Maybe you feel that you are far from where you thought you should be. May you feel that there are manmade roadblocks in the way of you getting to where you want to be. Whatever the case I stopped by to remind you to trust God. Sometimes it's as simple as that. Allowing God to make the necessary changes in your life. Allowing Him to make up the difference. That's what it is all about. Remember that He loves you to much to leave you the same way. Go ahead and try to create steps and strategies to change your life. Unless God is at the center of that plan, you are setting yourself up to fail. How much better your life will be if you just trust God!

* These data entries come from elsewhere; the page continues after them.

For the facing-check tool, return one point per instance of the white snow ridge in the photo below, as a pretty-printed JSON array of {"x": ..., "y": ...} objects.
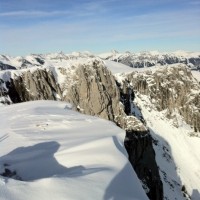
[
  {"x": 53, "y": 152},
  {"x": 57, "y": 141}
]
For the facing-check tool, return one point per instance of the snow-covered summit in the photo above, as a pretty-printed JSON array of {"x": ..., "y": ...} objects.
[{"x": 52, "y": 152}]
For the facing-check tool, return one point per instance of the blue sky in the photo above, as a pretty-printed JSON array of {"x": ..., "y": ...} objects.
[{"x": 42, "y": 26}]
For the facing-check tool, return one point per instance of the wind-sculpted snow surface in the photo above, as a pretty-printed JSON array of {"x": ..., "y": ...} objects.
[
  {"x": 49, "y": 151},
  {"x": 112, "y": 91}
]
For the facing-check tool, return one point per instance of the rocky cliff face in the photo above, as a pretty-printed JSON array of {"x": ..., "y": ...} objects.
[
  {"x": 96, "y": 92},
  {"x": 29, "y": 86},
  {"x": 93, "y": 90},
  {"x": 172, "y": 89}
]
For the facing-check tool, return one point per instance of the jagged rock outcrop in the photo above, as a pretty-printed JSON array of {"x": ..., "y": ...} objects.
[
  {"x": 30, "y": 86},
  {"x": 139, "y": 147},
  {"x": 172, "y": 89},
  {"x": 96, "y": 92},
  {"x": 93, "y": 90}
]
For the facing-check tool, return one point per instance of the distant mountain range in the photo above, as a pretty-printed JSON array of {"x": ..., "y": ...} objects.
[{"x": 154, "y": 97}]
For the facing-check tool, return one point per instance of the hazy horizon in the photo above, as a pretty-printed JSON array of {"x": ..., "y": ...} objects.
[{"x": 43, "y": 26}]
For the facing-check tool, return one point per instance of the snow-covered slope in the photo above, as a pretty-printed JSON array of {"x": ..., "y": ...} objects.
[{"x": 60, "y": 154}]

Most Gracious Heavenly Father,
I thank You for Your Word that directs me and reminds me that I can show you all my flaws, my innermost thoughts, the very ugliness that I see staring me in the mirror some days, not to be ridiculed but for correction and for change. My hearts desire is to be more like you. To walk like you Lord. To talk like You Lord. I want the words that I speak to be acceptable in thy sight. I love you Lord. In Jesus' Wonderful Name I pray Amen.